Une de plus où la chance n’a pas voulu tourner en la faveur de l’Équipe de France.

« C’était pas l’année des cyclistes, de la FFC sur cette Olympiade, » expliquait Maxime Marotte, 4e au pied du podium, comme Julian Alaphilippe en ouverture de cette Olympiade à Copacabana pour la route.

« Je suis triste pour le staff de l’équipe de France qui a été aux petits soins pour moi, pour mon équipe et moi aussi bien entendu, car je termine à la plus mauvaise place sur ces Jeux. Mais j’ai tout donné, et mon adversaire m’était supérieur physiquement. J’ai eu du mal à cliquer ma pédale au départ, ce qui explique qu’après j’ai du faire de gros efforts pour revenir en tête.

 » Une épreuve qui a été remportée par le Suisse Nino Schurter devant le Champion Olympique de 2012, le Tchèque Jaroslav Kulhavy et l’Espagnol Coloma, lequel a distillé des signes de confiance à son staff à l’amorce du dernier tour, et s’est signé sur la ligne. Comme si tous les Dieux étaient contre nous sur cette épreuve Brésilienne, durant toute la quinzaine. Et pourtant tout avait bien débuté, avec un super départ de la part de Victor Koretzky qui était dans la roue de Schurter, Kulhavy et Sagan qui a fait illusion durant quelques minutes.

« Mais je crève dans une descente en tapant une pierre, le pire c’est que cela a été une crevaison rapide, j’ai été à plat de suite. J’ai du faire de gros efforts jusqu’à la zone technique. Je fais ensuite une belle remontée, mais je reste déçu car personne de l’Équipe de France n’est sur le podium. Je n’ai pas de mots pour expliquer les sentiments que je ressens. C’est terrible, même si je me classe 10e. C’est dur, difficile. » Comme l’a été la journée de Julie Absalon, 8e et qui rêvait de beaucoup mieux.
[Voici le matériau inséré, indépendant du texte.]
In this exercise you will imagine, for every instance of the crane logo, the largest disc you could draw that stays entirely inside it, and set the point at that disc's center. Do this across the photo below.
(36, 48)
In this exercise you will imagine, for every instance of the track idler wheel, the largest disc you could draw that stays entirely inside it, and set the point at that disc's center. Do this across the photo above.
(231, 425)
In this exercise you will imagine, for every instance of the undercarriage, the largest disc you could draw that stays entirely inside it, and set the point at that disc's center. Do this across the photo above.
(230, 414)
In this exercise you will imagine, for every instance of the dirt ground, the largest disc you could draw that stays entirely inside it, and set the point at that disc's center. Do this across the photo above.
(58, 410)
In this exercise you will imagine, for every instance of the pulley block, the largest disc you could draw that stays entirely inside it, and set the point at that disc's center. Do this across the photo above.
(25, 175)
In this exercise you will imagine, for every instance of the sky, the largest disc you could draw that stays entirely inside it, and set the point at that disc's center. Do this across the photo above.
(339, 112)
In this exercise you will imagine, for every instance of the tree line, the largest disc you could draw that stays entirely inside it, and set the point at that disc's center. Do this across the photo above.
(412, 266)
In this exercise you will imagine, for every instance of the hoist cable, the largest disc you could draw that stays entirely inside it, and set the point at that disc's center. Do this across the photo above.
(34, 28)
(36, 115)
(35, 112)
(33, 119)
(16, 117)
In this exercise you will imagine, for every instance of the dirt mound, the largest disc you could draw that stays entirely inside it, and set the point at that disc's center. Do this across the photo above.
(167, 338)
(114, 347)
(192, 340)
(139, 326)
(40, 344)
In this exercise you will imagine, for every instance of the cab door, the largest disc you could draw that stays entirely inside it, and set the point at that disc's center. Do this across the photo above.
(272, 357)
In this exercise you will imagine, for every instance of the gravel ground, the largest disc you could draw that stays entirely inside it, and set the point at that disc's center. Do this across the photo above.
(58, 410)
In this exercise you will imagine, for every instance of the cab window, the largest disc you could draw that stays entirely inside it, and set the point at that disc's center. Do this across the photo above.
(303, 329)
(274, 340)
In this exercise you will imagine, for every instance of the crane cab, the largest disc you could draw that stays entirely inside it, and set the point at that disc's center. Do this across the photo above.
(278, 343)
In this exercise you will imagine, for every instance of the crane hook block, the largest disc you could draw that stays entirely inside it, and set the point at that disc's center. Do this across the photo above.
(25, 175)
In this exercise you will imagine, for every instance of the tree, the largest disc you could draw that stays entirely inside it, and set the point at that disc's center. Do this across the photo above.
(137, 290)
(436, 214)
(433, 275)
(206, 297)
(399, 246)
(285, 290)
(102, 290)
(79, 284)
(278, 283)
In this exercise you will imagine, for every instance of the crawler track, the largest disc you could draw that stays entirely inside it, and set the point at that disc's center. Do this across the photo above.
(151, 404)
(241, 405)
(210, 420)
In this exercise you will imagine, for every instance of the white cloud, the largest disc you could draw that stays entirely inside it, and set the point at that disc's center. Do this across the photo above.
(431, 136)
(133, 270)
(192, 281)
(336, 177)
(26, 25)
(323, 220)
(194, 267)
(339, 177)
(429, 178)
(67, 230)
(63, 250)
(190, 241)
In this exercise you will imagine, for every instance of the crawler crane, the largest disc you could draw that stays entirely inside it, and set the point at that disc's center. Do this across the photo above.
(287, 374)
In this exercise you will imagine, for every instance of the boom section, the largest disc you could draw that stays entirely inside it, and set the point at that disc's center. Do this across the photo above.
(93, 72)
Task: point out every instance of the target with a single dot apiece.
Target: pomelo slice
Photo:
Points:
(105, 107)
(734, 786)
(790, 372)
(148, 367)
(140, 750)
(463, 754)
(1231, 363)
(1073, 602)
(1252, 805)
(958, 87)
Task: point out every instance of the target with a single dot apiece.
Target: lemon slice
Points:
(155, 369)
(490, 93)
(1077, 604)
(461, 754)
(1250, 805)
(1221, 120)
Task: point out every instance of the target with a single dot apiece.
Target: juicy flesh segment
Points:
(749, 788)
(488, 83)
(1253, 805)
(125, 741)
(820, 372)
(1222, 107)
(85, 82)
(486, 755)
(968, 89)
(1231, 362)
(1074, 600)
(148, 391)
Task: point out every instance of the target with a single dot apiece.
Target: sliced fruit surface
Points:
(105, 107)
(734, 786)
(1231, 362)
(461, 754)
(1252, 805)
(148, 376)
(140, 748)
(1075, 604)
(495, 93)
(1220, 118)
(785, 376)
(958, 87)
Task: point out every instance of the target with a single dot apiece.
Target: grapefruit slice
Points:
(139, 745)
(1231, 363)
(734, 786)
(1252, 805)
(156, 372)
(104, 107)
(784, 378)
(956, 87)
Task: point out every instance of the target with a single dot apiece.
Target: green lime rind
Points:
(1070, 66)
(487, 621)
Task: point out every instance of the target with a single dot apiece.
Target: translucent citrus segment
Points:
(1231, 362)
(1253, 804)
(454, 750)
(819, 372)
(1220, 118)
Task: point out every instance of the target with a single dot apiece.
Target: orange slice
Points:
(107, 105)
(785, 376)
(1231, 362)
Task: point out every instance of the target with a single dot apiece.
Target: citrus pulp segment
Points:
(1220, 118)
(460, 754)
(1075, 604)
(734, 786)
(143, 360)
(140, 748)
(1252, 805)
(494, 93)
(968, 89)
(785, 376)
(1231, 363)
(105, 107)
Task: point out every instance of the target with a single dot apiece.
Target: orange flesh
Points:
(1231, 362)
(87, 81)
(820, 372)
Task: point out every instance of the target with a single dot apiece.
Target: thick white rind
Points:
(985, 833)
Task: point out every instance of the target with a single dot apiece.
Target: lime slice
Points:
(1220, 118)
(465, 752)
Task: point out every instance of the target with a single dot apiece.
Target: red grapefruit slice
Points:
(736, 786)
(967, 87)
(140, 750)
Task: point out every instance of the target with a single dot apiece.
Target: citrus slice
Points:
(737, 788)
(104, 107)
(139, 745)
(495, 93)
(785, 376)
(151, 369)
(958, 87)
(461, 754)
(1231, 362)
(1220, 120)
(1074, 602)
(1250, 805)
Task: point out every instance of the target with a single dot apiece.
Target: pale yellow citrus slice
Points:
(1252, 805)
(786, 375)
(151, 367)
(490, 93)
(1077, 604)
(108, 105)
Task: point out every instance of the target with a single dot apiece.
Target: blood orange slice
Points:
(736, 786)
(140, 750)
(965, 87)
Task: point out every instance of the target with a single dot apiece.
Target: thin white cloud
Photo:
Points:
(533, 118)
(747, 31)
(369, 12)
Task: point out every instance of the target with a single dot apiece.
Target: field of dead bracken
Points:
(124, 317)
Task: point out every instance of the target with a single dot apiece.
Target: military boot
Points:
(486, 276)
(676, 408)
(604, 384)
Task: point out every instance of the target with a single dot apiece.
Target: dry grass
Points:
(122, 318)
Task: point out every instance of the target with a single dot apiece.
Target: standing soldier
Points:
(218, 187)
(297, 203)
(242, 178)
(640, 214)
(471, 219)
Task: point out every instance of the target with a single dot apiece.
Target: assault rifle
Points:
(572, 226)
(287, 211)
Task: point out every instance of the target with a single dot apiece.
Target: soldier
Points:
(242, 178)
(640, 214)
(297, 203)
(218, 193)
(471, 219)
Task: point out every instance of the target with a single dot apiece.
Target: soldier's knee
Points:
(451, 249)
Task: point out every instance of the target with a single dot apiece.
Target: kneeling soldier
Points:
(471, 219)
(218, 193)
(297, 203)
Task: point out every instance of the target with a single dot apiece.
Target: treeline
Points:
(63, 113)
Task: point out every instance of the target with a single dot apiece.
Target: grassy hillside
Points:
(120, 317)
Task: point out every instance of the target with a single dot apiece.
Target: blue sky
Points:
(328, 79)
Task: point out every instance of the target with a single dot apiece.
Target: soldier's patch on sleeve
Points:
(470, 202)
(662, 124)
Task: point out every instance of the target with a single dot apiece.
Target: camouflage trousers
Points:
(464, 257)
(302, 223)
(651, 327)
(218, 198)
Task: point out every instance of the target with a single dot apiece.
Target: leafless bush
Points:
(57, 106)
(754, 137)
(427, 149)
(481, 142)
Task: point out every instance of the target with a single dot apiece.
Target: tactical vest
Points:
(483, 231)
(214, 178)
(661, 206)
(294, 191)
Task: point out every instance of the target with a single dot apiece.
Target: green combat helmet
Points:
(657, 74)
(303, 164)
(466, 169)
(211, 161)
« J’ai pris un mauvais départ, et après impossible de revenir. Je n’avais pas les jambes. J’ai souffert comme jamais, mais je ne voulais pas lâcher car ce sont les Jeux. J’ai tout donné, et c’était plus difficile que d’être devant. J’étais super bien vendredi et samedi, mais comme je n’ai que cinq pour cents de masse grasse je sais aussi que je suis sur le fil du rasoir. Je ne me suis pas trop enflammé aux entraînements, mais bon… Je suis moins déçu qu’à Londres, et on va dire que mon bilan sur quatre Olympiades disputées est de 50% de réussite. Je tiens en tout cas à remercier l’Équipe de France, la FFC qui nous a mis dans de superbes conditions pour ces Jeux de Rio ». Toujours la grande classe, Julien Absalon.